Assemblée générale de la FGIL : Allocution de bienvenue d’Ed. KIRSCH

24/05/2009

2008-2009: une année exceptionnelle pour l’école et pour les instituteurs



L’année écoulée fut pour les instituteurs et pour l’école publique luxembourgeoise une année tout à fait exceptionnelle.



Elle fut exceptionnelle au vu des dossiers éminemment importants qu’il fallait traiter, notamment ceux relatifs à la nouvelle législation scolaire et à la revalorisation de la carrière de l’instituteur.

Elle fut exceptionnelle également à travers la très forte mobilisation syndicale dont les instituteurs ont su faire preuve et qui fut principalement initiée et soutenue par l’action militante du SEW efficacement soutenu par sa centrale syndicale, l’OGB-L. L’autre syndicat se montra nettement plus hésitant et ne put au contraire aucunement compter sur l’appui de la CGFP où les instituteurs ne comptent que peu d’amis.

La nouvelle loi scolaire engendrera pour l’école fondamentale et partant pour l’action future de la FGIL de sérieuses conséquences aux niveaux

  • de la politique scolaire
  • de notre action en tant que maison d’édition de matériel scolaire
  • de nos statuts.


En ce qui concerne la politique scolaire, il faut espérer que maintenant que la nouvelle loi est définitivement votée, tous les partenaires scolaires uniront leurs efforts afin de faire aboutir les profondes réformes auxquelles elle aspire même si tout ne pourra se faire en une ou deux années.

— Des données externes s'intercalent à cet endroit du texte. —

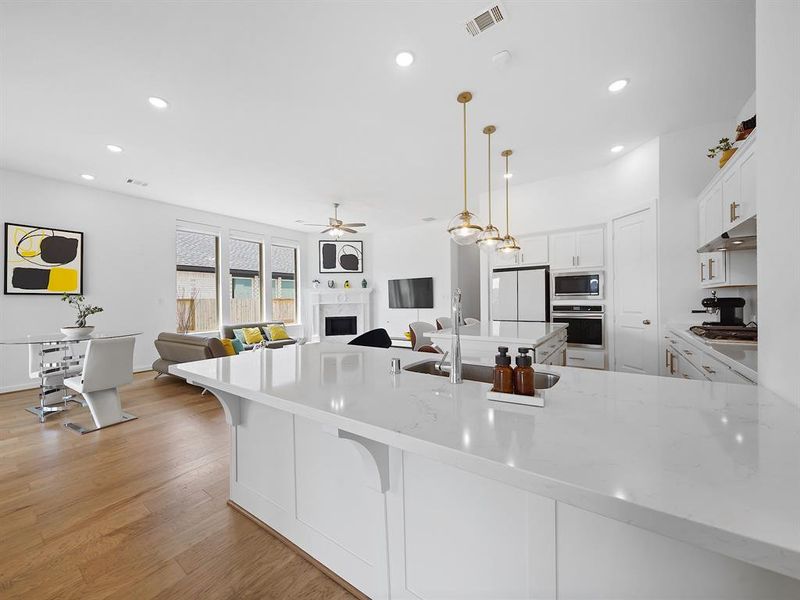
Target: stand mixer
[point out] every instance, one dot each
(730, 311)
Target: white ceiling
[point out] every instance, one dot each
(278, 109)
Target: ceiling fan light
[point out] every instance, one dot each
(463, 231)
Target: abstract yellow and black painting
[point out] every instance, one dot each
(43, 260)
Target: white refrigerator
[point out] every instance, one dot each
(520, 294)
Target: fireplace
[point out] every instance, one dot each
(340, 325)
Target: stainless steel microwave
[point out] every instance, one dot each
(578, 285)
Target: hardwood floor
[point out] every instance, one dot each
(138, 510)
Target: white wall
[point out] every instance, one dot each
(129, 262)
(580, 199)
(418, 251)
(778, 85)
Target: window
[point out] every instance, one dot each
(197, 285)
(246, 276)
(284, 293)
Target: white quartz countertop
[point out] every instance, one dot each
(716, 465)
(740, 356)
(523, 333)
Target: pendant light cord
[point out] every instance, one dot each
(506, 195)
(490, 180)
(465, 157)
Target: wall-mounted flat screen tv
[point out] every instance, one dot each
(411, 293)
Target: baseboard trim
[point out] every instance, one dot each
(342, 582)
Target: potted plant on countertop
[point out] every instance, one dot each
(84, 310)
(725, 148)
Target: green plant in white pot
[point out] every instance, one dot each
(84, 310)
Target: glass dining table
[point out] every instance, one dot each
(58, 357)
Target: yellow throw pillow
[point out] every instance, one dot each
(252, 335)
(278, 332)
(228, 345)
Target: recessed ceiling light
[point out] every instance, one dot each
(618, 85)
(158, 102)
(404, 59)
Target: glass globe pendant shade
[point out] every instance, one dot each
(463, 230)
(490, 238)
(509, 245)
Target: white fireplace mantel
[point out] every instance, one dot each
(340, 302)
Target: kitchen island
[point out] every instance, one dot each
(622, 486)
(548, 341)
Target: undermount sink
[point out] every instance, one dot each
(483, 373)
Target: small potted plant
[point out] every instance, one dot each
(725, 148)
(84, 310)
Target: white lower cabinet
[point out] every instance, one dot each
(587, 358)
(683, 360)
(400, 525)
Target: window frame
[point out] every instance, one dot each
(216, 233)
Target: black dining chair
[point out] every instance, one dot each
(375, 338)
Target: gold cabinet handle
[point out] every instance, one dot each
(734, 216)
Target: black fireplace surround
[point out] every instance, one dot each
(340, 325)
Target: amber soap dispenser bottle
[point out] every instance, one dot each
(503, 373)
(523, 374)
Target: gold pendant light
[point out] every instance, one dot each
(490, 237)
(462, 228)
(509, 244)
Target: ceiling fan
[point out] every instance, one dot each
(335, 227)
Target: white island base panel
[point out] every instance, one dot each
(398, 525)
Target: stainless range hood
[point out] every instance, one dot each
(741, 237)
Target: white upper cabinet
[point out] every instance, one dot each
(590, 248)
(562, 250)
(584, 249)
(712, 214)
(747, 190)
(730, 197)
(534, 250)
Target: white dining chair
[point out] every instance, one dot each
(108, 365)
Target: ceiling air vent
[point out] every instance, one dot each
(491, 16)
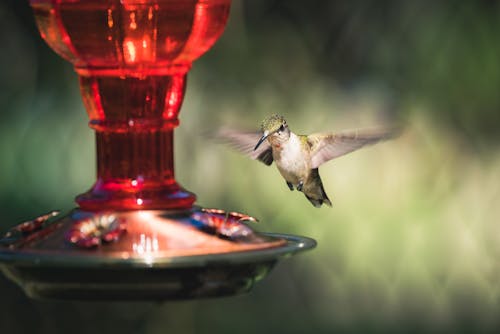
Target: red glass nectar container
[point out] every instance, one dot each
(132, 58)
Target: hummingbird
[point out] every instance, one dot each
(298, 157)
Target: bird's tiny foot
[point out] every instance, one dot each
(300, 186)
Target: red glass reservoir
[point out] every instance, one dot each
(132, 57)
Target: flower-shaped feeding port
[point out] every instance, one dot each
(136, 233)
(94, 231)
(230, 225)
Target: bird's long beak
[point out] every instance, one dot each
(264, 137)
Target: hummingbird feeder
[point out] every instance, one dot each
(136, 234)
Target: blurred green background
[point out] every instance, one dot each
(412, 243)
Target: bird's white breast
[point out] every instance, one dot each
(291, 159)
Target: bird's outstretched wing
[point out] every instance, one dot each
(328, 146)
(244, 142)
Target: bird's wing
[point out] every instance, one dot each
(328, 146)
(245, 141)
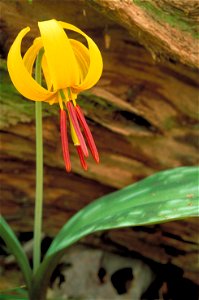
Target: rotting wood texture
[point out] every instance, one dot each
(143, 115)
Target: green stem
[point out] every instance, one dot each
(39, 173)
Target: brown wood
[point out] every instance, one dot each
(143, 114)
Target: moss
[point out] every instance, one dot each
(170, 15)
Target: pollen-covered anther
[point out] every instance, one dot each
(73, 117)
(87, 133)
(81, 157)
(64, 140)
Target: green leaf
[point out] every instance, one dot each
(16, 249)
(165, 196)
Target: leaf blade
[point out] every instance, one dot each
(137, 204)
(16, 249)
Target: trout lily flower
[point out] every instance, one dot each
(68, 67)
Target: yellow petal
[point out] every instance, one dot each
(96, 64)
(20, 76)
(46, 73)
(82, 57)
(31, 54)
(61, 60)
(30, 57)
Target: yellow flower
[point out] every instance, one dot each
(69, 67)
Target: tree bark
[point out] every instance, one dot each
(143, 114)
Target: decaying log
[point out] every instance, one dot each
(167, 28)
(143, 114)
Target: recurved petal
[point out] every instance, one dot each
(61, 60)
(96, 64)
(82, 57)
(20, 76)
(31, 54)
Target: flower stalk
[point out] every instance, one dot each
(39, 172)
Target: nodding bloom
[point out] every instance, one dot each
(68, 67)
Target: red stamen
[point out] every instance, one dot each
(88, 133)
(64, 139)
(81, 157)
(75, 123)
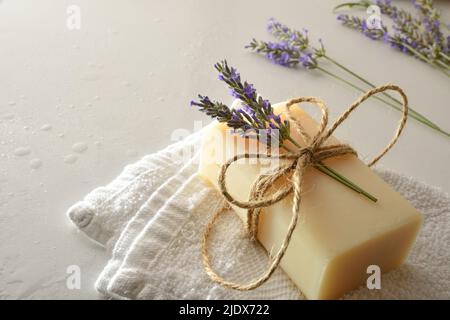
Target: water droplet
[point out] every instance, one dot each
(22, 151)
(79, 147)
(8, 116)
(35, 163)
(70, 158)
(46, 127)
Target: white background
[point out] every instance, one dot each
(122, 84)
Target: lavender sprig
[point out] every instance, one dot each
(294, 49)
(254, 119)
(256, 115)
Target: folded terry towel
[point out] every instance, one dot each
(152, 216)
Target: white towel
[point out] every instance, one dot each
(151, 218)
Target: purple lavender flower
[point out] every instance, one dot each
(422, 38)
(255, 115)
(249, 91)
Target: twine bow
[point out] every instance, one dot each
(311, 154)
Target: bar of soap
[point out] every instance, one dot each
(340, 233)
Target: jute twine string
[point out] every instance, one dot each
(311, 154)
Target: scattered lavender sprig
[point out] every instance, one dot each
(294, 49)
(254, 119)
(421, 38)
(256, 115)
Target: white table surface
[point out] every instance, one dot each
(122, 85)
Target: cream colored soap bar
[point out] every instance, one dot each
(340, 233)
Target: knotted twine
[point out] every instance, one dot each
(311, 154)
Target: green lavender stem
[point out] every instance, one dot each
(335, 175)
(413, 113)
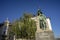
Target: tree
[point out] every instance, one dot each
(25, 27)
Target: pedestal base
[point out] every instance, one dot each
(46, 35)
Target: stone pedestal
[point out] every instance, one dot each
(46, 35)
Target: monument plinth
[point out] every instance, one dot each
(44, 30)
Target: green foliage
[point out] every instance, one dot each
(25, 27)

Les points positifs à relever sont de taille. Selon Ed. KIRSCH il convient de souligner tout particulièrement

  • la cogestion qui dorénavant a une base légale à travers les comités d’école et comités de cogestion. Cette cogestion indispensable à la mise en place des réformes, à peine votée, est malheureusement déjà menacée par une drôle de coalition de plusieurs partis politiques voulant à tout prix imposer un directeur d’écoles dont l’école fondamentale n’a nullement besoin.
  • La revalorisation de la carrière avec notamment le reclassement des instituteurs dans la carrière supérieure de l’enseignement, aboutissement d’un dur combat entamé il y a de longues années.
  • La redéfinition des allégements d’ancienneté en matière de la tâche désormais identiques à ceux pratiqués dans l’enseignement secondaire.
  • La prise en compte des activités pour les besoins des LASEP, MUSEP, Arts à l’école et autres.

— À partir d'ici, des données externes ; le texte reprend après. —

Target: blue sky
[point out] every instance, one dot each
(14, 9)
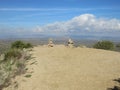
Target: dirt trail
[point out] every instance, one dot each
(62, 68)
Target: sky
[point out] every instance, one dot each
(20, 18)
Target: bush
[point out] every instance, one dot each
(13, 53)
(21, 45)
(118, 45)
(107, 45)
(13, 62)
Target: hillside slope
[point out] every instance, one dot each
(63, 68)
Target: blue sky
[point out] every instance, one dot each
(30, 15)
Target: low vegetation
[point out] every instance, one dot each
(20, 45)
(107, 45)
(13, 61)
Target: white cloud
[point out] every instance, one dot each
(83, 23)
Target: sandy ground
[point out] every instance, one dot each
(63, 68)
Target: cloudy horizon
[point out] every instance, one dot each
(59, 18)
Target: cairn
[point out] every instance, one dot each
(50, 43)
(70, 43)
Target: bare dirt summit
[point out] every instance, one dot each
(63, 68)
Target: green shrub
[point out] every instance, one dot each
(13, 53)
(21, 45)
(107, 45)
(118, 45)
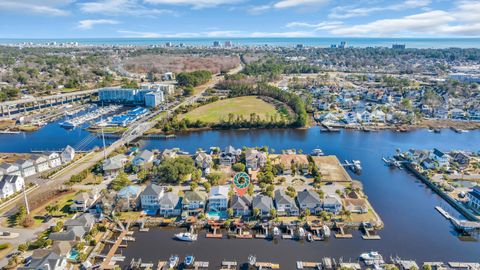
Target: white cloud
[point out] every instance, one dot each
(121, 7)
(48, 7)
(88, 24)
(462, 20)
(297, 3)
(344, 12)
(218, 33)
(195, 3)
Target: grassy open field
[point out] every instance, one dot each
(216, 111)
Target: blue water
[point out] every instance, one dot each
(318, 42)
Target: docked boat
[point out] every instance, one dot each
(309, 237)
(357, 167)
(173, 261)
(372, 258)
(317, 152)
(326, 231)
(276, 232)
(301, 233)
(252, 260)
(187, 237)
(68, 124)
(189, 260)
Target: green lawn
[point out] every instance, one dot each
(216, 111)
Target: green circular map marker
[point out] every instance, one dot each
(241, 181)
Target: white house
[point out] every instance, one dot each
(218, 198)
(54, 160)
(378, 116)
(9, 184)
(27, 168)
(40, 162)
(150, 197)
(440, 157)
(474, 198)
(9, 169)
(143, 158)
(68, 154)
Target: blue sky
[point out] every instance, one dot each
(238, 18)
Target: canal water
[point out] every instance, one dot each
(413, 228)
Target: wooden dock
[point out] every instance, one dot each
(267, 265)
(161, 265)
(108, 258)
(307, 265)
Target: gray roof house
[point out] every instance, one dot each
(85, 220)
(6, 168)
(286, 205)
(194, 202)
(74, 233)
(46, 259)
(114, 165)
(264, 204)
(170, 204)
(241, 205)
(150, 197)
(143, 158)
(309, 199)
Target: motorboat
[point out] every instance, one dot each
(173, 261)
(326, 231)
(301, 232)
(372, 258)
(252, 260)
(187, 237)
(276, 231)
(317, 152)
(189, 260)
(309, 237)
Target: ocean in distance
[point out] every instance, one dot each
(436, 43)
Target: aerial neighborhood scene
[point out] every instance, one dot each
(219, 134)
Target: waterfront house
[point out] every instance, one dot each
(150, 197)
(85, 220)
(40, 162)
(255, 159)
(218, 198)
(332, 204)
(356, 205)
(27, 167)
(46, 259)
(264, 204)
(474, 198)
(194, 202)
(229, 156)
(72, 234)
(309, 199)
(68, 154)
(54, 159)
(441, 158)
(170, 204)
(168, 153)
(461, 158)
(128, 197)
(203, 161)
(9, 184)
(84, 200)
(112, 166)
(241, 205)
(9, 169)
(285, 204)
(143, 158)
(289, 162)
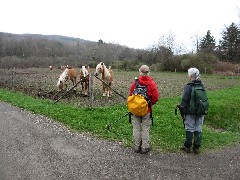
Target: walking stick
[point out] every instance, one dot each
(181, 113)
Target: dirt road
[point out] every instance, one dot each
(35, 147)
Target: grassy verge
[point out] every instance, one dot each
(221, 125)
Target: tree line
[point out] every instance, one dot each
(31, 50)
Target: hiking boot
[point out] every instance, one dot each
(145, 150)
(196, 150)
(186, 149)
(137, 149)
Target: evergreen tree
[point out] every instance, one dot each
(230, 43)
(207, 44)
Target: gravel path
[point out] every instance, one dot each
(35, 147)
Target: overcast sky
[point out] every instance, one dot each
(134, 23)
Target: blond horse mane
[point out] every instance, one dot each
(63, 77)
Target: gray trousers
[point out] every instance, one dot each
(141, 128)
(194, 123)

Sur d’autres points de la nouvelle loi, la FGIL a une approche plus nuancée. Nous ne pensons guère que l’introduction de cycles d’apprentissage puisse apporter les améliorations pédagogiques presque révolutionnaires auxquelles le monde politique prétend s’attendre de même que nous doutons très sérieusement que l’enseignement sur base de socles de compétences puisse être généralisé aussi rapidement et aussi radicalement que d’aucuns ne le prônent.
De même nous redoutons l’accroissement effréné du travail administratif incombant à l’instituteur, constatant au passage que les moyens mis à la disposition des organes de cogestion par le biais de leçons de décharge sont nettement insuffisants.
Aucun progrès n’a pu être réalisé quant à l’introduction d’un cours généralisé et unique d’éducation aux valeurs, le PCS ayant une fois de plus imposé ses vues rétrogrades en la matière.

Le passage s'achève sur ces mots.